Seattle filmmaker Wes Hurley became a local favorite for making the microcosmic YouTube series Capitol Hill. For all y’all non-Seattlites, Capitol Hill started as a seedy auto row neighborhood, then became known for being the alt neighborhood populated by the queers, punks, goths, and other anti-capitolists. Sometime around 2010, Capitol Hill’s identity started changing from being the gayborhood to being the hip place to be, and suddenly the neighborhood became inundated with tech bros and ladies who want to be in the “it” place to be. Hurley’s series was a lovingly satirical ode to all the queers, freaks, and outsiders who put their money into the neighborhood to make it desirable. The first series premiered episodes before BenDeLaCreme’s viewing parties for his first series of RuPaul’s Drag Race (gurl, if you watched all-stars this year…).
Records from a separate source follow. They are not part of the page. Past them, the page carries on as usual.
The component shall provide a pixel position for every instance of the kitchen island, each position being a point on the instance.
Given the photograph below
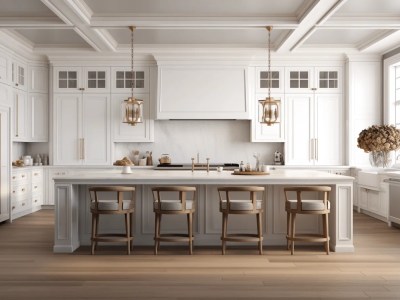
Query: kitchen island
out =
(72, 214)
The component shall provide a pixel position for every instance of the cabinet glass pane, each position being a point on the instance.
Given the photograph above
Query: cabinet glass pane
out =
(91, 84)
(101, 84)
(62, 83)
(62, 75)
(92, 75)
(72, 74)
Wes’s taste for the surreally sublime comes through every short he makes. From his fetishized mermen short Rusalka to his frequent collaborations with local genderfucked burlesque performer Waxie Moon, Wes Hurley’s maintains his eye for formalized surreal imagery that recall underground cinema greats of yesteryear.
When retelling his and his mom’s life stories in the dual shorts Little Potato and Potato Dreams, Wes brings in genuine emotion to mix with his eye for the surreal. I claim these are dual shorts because they largely go over the same material, but they do so in wildly different ways and present their own masterclass in the different ways of telling a story. Still, I recommend watching Little Potato first before diving into its VR companion piece Potato Dreams.
Little Potato is largely comprised of Wes and his mom telling their life story starting with life in Russia in the 80s and 90s and moving to Seattle to start a new life. Wes accentuates the narration from his mom with bright blue static, clips from films, emotional restagings with projection, and real life photos. The tale takes a lot of twists and turns, some cruel and some heartbreaking, but Wes never loses sight of the humanity in the tale.
Little Potato was followed by Potato Dreams, a immersive virtual reality version of the same story. You’ll want to watch this one with your phone or through goggles if you have them. Wes uses the 360 surround to have multiple screens surrounding the viewer. On one side, you could be watching a young boy hiding under the bed while on the screens beside you, you see what he’s afraid of. All the while, the watchful eye of Stalinist Russia hangs overhead in a bright red star.
Potato Dreams is what I imagine when I think of the possibility of immersive VR cinema. In a way, it reminds me of Mike Figgis’ Time Code, where I get to edit the experience from all the pieces that Wes is able to give to me. While every piece is important, you don’t need every part of every piece to see what is happening and to get the emotional impact of the film.